Now imagine the second approach to the crowded subway conundrum applied to free improv, and that’s what you get with Fortunes and Hat-tricks, Vol. 1. On this album, Davis, Duncan and Tiemann cooperate in the truest sense of the word. Here you have three musicians who are acutely aware of the space they occupy…constantly listening to each other, looking at each other, respecting each other. In the end what you are left with is an improvised work that, though completely unplanned, has all the most important elements of composition – direction, focus, melody, development, dynamics, contour, space. Utilizing this rather selfless approach to improvisation, everyone is serving the music and the spirit of the moment and the ensemble…and the reason for doing this in the first place.
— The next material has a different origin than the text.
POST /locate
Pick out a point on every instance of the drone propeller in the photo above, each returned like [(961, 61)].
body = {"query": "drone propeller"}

It is near impossible to believe the first track, Good Sense Is the Master of Human Life, is the one and only take of a completely unplanned song. So strong is the conviction of each player, so quick is each player’s ability to recognize his role and refine his approach, that the listener is positive there is at least a lead sheet or a sketched theme. Surely there were rehearsals. Surely there was discussion of vibe or cues at least. Not so – nothing of the sort in fact. Track 2, the pensive and well-crafted The One You Admire Would Welcome a Gift, like all the other pieces on this album, had never even had its title uttered before the tape began to roll. Even a rambunctious explosion of a song like It Is a Silly Fish That Is Caught Twice With the Same Bait, as busy as it is, has a kind of clarity that only comes from a uniquely deep level of musical coexistence. The three improvisers work as one composer – defining and refining roles, themes and abstractions, while simultaneously leading and submitting, creating canvas and paint and piece all in a moment. Other highlights include the dreamy and at times eery Someone Dreams of Being With You and the abstract yet playful Hat-trick #9.